To name a few losses we might be facing: our time, our attention spans, our connection to Real People and the Real World. We may be losing neural pathways —our brains are being shaped by twelve-second videos, after all—and we may even be losing even our very desire to do something else.
That last one is where I want to dwell for a bit—that our phones are affecting our desires to do something else. Because the phone is designed to be addictive and keep us scrolling, it’s easy to condition ourselves to be sated by the endless stream of entertainment we have beneath our fingertips. If that’s the case, we risk our ability to build a satisfying and richly fulfilling life outside the phone—a life that requires us to work a little harder for the same dopamine release.
Consider that your phone use is actually replacing, or at least heavily influencing, your intuitive desires. If we are filling all the gaps in between with our phones…how do we access those desires? If our thoughts are constantly being influenced by whatever screen in front of us, when do we daydream about what we really want, what we could do with our lives?
Try boredom, see what happens.
What would happen if we let ourselves be a little bit bored and uncomfortable instead of reaching for the phone? What would happen if we allowed those interim moments to be filled with contemplation or conversation, instead of content?
As we tell the kids in our lives (or used to, anyways), it’s a good thing to be bored. Boredom can lead to creative innovation, new ideas, and when you respond to boredom, it can generate a sense of introspection and agency. Boredom asks of you: what do you want to do, and how could you do it?
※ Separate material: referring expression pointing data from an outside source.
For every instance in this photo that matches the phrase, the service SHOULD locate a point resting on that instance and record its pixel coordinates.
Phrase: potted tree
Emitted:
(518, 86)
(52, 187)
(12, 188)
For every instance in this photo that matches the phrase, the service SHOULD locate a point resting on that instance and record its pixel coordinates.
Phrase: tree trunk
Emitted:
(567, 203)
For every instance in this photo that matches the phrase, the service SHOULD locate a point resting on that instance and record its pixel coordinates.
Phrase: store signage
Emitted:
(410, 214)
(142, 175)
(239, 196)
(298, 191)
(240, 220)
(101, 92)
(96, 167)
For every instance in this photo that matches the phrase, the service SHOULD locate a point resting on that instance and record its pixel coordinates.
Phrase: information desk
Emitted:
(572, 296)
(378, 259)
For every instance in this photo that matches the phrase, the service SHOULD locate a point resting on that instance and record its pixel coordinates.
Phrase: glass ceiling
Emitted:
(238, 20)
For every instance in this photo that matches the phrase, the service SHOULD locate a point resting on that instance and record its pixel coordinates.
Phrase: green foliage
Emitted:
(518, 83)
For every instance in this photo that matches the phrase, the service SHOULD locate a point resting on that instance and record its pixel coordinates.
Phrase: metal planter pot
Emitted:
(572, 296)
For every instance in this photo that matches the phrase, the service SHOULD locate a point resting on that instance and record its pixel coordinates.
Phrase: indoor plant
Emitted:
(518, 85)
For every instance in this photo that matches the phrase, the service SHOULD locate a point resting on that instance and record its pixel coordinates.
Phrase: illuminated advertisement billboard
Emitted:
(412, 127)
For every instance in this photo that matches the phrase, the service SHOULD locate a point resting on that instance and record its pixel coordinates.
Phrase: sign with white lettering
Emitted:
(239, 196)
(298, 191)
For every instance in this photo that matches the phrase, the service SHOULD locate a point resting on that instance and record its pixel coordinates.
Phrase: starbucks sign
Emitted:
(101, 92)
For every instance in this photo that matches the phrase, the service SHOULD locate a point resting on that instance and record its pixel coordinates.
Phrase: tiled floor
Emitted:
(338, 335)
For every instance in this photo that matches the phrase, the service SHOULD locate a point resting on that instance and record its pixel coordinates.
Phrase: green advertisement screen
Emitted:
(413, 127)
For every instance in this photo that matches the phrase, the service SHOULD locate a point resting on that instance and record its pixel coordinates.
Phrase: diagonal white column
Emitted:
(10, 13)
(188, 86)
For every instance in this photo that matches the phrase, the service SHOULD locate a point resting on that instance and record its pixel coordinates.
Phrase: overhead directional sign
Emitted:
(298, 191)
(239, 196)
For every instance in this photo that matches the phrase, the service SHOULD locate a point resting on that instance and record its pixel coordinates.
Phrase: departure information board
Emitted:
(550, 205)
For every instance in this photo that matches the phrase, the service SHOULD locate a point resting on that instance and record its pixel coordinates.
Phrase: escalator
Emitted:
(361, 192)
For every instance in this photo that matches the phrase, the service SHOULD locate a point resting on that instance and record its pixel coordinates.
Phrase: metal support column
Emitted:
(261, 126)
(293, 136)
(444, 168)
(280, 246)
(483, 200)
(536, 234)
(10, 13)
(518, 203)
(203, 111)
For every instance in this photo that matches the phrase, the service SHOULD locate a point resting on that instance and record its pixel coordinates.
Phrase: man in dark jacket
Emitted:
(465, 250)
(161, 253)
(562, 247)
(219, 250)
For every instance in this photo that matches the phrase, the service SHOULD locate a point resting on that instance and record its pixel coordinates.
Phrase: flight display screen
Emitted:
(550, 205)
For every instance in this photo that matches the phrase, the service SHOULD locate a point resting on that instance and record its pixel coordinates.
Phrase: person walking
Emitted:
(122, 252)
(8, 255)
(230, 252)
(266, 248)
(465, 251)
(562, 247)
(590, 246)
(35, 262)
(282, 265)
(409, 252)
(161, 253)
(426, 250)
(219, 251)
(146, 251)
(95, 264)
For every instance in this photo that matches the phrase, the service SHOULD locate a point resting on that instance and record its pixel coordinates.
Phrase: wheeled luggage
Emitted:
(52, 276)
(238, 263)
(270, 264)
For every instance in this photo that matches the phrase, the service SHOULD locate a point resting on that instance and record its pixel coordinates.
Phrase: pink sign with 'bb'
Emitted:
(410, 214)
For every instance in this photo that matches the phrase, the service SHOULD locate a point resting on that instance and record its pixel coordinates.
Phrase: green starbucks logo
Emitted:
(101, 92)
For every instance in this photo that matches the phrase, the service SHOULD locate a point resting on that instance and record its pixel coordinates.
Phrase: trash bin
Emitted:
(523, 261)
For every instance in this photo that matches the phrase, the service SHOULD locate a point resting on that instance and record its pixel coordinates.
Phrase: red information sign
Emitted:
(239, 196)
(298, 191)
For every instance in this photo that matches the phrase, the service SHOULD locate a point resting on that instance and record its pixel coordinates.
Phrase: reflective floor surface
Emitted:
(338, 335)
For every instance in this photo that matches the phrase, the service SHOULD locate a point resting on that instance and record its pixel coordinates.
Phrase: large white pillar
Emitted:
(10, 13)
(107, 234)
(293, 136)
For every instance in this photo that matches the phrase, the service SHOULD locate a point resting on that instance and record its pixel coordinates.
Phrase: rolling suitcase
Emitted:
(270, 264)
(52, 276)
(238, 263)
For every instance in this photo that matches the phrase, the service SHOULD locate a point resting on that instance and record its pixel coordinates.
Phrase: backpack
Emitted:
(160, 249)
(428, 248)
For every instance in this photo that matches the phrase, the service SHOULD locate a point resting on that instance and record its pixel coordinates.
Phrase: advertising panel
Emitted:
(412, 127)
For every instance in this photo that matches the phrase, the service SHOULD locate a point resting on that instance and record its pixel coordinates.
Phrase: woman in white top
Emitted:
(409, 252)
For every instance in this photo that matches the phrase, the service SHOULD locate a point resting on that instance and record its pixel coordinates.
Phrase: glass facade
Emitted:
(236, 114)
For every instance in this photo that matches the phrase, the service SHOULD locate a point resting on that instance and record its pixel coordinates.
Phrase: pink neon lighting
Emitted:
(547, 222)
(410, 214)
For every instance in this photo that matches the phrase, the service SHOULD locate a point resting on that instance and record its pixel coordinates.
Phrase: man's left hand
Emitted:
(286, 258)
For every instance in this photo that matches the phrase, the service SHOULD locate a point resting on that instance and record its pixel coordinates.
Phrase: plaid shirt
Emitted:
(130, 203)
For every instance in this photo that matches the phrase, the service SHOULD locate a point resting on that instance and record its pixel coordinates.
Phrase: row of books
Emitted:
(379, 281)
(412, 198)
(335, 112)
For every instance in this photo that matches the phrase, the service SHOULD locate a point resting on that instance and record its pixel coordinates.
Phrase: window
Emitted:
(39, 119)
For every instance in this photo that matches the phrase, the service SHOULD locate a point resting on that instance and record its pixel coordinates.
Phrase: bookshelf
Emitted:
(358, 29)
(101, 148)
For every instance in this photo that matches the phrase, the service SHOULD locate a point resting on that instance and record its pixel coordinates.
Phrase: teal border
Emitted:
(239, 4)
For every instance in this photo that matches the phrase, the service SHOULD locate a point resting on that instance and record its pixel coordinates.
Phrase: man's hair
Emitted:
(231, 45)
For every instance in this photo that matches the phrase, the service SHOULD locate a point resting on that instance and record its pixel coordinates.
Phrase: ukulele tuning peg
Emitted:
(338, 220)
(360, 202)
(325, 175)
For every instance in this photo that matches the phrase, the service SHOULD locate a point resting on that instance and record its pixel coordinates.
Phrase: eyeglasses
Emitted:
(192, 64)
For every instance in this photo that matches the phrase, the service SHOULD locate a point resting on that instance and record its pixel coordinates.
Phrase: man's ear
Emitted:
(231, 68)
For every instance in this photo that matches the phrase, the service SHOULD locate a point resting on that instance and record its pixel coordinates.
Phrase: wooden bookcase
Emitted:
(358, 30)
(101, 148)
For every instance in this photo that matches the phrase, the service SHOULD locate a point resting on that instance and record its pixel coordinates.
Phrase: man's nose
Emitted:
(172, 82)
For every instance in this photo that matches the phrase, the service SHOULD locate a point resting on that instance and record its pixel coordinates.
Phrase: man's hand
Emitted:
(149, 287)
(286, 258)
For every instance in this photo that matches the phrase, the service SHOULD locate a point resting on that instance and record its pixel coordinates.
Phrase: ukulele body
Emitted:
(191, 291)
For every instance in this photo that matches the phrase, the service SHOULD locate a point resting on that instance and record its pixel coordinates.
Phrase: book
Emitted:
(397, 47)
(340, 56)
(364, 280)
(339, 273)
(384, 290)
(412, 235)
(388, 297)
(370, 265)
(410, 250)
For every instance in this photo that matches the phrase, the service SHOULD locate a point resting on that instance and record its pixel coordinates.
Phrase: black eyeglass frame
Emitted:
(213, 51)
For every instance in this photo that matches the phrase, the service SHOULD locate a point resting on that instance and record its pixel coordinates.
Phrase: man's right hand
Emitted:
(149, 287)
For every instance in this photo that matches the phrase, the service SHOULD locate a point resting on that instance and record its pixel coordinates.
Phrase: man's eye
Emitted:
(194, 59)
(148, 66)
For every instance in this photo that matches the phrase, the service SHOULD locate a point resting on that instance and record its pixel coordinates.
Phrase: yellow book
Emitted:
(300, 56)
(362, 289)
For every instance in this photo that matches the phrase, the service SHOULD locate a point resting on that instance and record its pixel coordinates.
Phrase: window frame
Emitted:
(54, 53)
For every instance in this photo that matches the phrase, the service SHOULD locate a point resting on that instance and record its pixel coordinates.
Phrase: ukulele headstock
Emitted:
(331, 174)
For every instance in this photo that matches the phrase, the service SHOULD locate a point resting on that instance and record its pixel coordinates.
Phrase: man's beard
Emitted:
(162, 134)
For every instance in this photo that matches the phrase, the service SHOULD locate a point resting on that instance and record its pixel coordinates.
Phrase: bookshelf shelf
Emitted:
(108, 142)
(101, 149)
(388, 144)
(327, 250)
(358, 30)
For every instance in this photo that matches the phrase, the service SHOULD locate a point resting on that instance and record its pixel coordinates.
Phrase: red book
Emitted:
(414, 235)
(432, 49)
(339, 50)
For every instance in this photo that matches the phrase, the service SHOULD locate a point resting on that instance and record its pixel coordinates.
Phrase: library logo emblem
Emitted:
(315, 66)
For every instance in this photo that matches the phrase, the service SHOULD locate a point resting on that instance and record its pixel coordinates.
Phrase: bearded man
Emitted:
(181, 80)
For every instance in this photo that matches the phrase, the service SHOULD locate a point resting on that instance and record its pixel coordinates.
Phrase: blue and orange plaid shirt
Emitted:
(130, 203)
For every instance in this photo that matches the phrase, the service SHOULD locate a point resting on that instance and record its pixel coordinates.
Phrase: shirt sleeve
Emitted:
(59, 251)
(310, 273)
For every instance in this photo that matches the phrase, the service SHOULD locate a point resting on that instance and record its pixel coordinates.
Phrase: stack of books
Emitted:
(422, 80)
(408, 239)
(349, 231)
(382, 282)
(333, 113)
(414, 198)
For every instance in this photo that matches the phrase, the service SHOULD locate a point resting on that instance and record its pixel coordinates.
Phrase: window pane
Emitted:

And then, generously, boredom gives you the time to figure out that answer.
If you, too, struggle with screen time for you and/or the children in your life, consider boredom as a way to address the problem. Consider letting yourself be uncomfortable with the little bits of time that aren’t dedicated to accomplishing something. Try just waiting in the waiting room, for once.
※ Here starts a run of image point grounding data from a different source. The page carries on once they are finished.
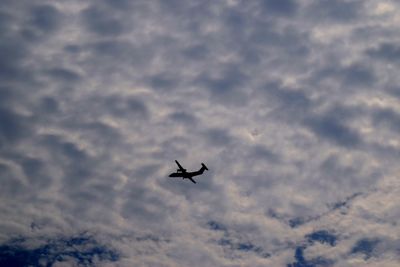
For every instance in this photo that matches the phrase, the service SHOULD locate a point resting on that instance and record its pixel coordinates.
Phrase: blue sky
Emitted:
(294, 106)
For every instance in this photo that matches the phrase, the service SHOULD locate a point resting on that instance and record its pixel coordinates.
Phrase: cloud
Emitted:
(292, 105)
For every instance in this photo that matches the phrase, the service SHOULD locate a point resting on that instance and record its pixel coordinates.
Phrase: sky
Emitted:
(293, 105)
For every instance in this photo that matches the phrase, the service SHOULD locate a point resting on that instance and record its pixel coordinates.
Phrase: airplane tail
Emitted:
(203, 167)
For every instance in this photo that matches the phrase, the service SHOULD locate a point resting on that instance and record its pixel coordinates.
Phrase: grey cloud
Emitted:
(386, 51)
(218, 137)
(283, 7)
(365, 246)
(184, 118)
(12, 127)
(65, 75)
(102, 21)
(80, 250)
(387, 118)
(226, 86)
(124, 106)
(331, 129)
(45, 17)
(336, 10)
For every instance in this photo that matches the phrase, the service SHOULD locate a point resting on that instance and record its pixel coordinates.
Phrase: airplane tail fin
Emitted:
(204, 166)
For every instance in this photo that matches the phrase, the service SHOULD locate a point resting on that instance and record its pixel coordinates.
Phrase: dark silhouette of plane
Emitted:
(181, 172)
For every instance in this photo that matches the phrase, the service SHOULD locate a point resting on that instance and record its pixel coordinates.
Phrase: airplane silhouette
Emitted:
(181, 172)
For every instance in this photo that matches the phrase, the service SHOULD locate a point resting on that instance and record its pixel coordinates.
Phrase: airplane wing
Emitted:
(180, 167)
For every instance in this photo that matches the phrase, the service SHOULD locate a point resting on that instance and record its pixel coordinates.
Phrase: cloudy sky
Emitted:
(294, 106)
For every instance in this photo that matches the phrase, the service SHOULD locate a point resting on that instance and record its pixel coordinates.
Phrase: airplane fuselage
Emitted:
(181, 172)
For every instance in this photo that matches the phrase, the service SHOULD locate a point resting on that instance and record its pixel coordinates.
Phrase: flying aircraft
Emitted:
(181, 172)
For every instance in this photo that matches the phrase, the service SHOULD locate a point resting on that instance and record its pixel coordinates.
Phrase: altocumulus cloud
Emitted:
(293, 105)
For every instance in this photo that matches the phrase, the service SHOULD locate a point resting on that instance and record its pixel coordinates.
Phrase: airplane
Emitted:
(181, 172)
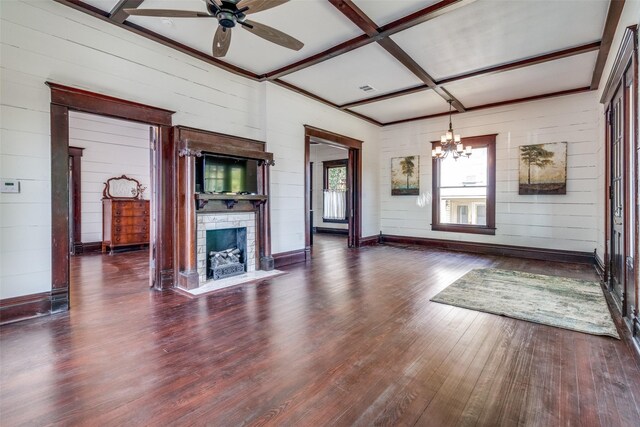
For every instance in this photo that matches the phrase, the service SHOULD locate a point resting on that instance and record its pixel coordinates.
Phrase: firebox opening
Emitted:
(226, 252)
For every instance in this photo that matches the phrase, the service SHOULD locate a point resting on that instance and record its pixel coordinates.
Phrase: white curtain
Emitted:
(335, 204)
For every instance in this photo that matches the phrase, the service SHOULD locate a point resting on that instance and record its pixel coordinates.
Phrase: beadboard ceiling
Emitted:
(416, 55)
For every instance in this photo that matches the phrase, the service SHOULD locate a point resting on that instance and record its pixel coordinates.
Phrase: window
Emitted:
(335, 191)
(464, 189)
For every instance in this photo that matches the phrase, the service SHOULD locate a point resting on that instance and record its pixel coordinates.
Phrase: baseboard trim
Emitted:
(370, 241)
(91, 247)
(327, 230)
(288, 258)
(24, 307)
(494, 249)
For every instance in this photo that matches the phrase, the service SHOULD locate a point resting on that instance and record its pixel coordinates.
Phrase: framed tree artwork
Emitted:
(543, 169)
(405, 176)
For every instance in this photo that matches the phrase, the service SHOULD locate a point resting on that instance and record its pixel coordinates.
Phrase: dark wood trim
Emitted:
(291, 257)
(496, 104)
(310, 95)
(494, 249)
(64, 99)
(75, 154)
(118, 14)
(96, 103)
(354, 179)
(370, 241)
(621, 63)
(24, 307)
(610, 26)
(599, 266)
(332, 137)
(59, 198)
(480, 141)
(328, 230)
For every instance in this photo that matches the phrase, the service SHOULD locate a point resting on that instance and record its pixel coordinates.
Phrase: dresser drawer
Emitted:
(126, 239)
(121, 230)
(124, 211)
(131, 220)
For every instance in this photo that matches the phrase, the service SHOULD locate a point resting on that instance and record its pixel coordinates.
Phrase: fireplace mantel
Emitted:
(193, 143)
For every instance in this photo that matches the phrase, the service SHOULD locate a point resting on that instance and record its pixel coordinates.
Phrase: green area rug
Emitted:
(573, 304)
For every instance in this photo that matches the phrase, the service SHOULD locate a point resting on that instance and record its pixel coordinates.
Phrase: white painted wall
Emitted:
(111, 148)
(546, 221)
(41, 40)
(318, 154)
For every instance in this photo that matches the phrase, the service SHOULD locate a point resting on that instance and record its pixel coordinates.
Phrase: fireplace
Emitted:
(220, 231)
(226, 250)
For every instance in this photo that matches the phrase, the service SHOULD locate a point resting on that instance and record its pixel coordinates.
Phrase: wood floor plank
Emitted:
(350, 338)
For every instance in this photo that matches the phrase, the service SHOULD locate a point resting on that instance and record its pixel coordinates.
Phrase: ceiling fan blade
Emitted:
(273, 35)
(167, 13)
(259, 5)
(221, 41)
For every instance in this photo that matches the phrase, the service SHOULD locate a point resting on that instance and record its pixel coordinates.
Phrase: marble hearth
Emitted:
(219, 221)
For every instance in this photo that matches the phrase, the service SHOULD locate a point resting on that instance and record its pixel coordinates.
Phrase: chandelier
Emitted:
(450, 143)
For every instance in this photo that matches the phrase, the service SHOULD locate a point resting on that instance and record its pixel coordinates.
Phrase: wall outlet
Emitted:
(10, 186)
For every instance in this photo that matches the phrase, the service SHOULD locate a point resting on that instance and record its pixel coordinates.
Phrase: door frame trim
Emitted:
(354, 176)
(626, 57)
(65, 99)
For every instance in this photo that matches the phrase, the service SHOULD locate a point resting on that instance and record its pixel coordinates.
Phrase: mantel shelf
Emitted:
(230, 200)
(238, 197)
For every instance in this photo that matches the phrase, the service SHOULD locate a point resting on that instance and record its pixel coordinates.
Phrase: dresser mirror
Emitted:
(123, 187)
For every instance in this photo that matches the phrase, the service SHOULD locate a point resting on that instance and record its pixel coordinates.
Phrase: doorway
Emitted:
(65, 99)
(335, 164)
(622, 199)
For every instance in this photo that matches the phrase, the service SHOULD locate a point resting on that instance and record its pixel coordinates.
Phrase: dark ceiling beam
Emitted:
(118, 14)
(422, 16)
(416, 18)
(366, 24)
(105, 16)
(315, 97)
(496, 104)
(348, 46)
(613, 17)
(534, 60)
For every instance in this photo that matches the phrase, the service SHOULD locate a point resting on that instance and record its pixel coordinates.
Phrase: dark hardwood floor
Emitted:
(348, 339)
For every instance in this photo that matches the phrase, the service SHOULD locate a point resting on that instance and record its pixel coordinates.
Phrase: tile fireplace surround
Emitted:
(219, 221)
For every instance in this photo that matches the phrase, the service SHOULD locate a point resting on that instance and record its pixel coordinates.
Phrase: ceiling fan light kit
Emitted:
(229, 13)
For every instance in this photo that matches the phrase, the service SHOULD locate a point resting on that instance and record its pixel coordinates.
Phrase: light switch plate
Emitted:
(10, 186)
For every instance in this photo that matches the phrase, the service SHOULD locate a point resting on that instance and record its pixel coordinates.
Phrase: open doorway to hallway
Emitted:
(329, 203)
(110, 215)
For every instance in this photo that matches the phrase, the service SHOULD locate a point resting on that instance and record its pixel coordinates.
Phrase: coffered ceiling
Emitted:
(415, 55)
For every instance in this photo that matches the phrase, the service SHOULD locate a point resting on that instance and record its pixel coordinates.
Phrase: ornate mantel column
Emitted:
(187, 268)
(266, 260)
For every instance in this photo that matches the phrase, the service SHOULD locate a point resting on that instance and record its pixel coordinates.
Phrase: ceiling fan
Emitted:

There are endless ideas for how to decrease your phone use, but that alone doesn’t solve the issue. As Erin Loechner, the author of the recently published book The Opt-Out Family: How to Give Your Kids What Technology Can’t, makes the smart observation that you can digitally detox all you want, but unless you are working to create a life you genuinely love outside of your phone, you’re going to keep wanting the phone and the quick feel-good hits it supplies to your brain.
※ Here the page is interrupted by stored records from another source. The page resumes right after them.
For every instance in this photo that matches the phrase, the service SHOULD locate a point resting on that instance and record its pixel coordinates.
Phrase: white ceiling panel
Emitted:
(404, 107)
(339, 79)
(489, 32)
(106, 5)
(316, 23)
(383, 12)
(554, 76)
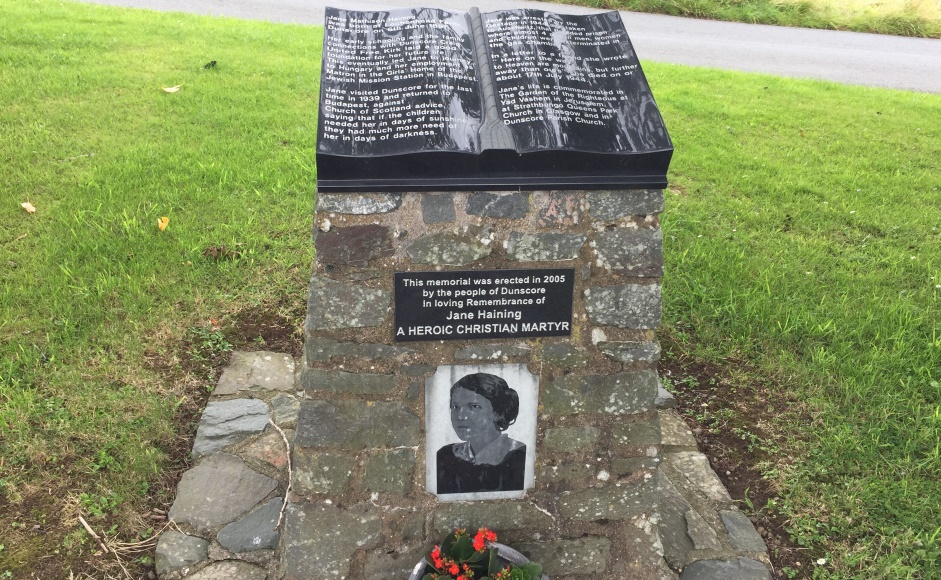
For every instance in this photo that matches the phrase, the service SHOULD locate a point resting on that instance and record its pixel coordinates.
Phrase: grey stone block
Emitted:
(619, 501)
(624, 393)
(390, 471)
(455, 248)
(546, 247)
(319, 349)
(640, 433)
(321, 472)
(563, 208)
(355, 245)
(320, 539)
(490, 352)
(613, 205)
(437, 208)
(351, 424)
(742, 533)
(564, 355)
(230, 570)
(625, 306)
(630, 352)
(571, 439)
(630, 252)
(226, 422)
(501, 515)
(217, 491)
(264, 370)
(733, 568)
(344, 382)
(332, 304)
(176, 552)
(358, 203)
(514, 205)
(587, 555)
(256, 531)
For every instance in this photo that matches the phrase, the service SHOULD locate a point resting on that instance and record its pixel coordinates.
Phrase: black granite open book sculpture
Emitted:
(427, 100)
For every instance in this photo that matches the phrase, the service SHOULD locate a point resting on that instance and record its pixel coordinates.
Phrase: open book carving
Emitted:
(426, 99)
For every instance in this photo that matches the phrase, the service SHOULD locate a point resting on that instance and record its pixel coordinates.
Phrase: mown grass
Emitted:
(95, 300)
(802, 233)
(920, 18)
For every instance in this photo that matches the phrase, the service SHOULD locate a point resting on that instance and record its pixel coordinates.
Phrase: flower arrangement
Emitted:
(462, 557)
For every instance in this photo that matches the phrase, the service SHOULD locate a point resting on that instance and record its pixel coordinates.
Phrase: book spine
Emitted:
(494, 133)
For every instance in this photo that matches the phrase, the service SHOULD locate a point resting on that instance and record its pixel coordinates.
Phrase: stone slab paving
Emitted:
(228, 504)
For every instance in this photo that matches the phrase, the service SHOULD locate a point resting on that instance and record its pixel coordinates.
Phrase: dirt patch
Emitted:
(733, 416)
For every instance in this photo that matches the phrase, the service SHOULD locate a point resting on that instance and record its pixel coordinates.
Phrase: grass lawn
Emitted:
(802, 244)
(920, 18)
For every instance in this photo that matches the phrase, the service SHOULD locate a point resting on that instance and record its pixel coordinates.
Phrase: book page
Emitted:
(571, 82)
(398, 82)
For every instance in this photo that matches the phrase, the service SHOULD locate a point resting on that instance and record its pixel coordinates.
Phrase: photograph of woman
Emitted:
(482, 407)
So yes, keep detoxing or placing app time limits to mitigate the negative effects of social media. And, equally or more importantly, tend to your life outside the phone. Water it. Feed it. Add compost. Explore your inner and outer worlds; connect with people in your local area, invest into something you have to leave your home for. Nourish that naturally communal and creative brain of yours, and seek contact outside of the phone.
Try boredom and discomfort, see what happens.
Maggie
Cited from Loechner’s The Opt-Out Family. De Witte, 2022. Center for Advanced Study in the Behavioral Sciences.
I will be more conscious of over phone usage thanks to this column However I’ve never liked the word bored. How about just calling the spaces, quiet existence.
Love this, Maggie! I’ve been making a conscious effort not to pull my phone out when I’m in line or waiting for something.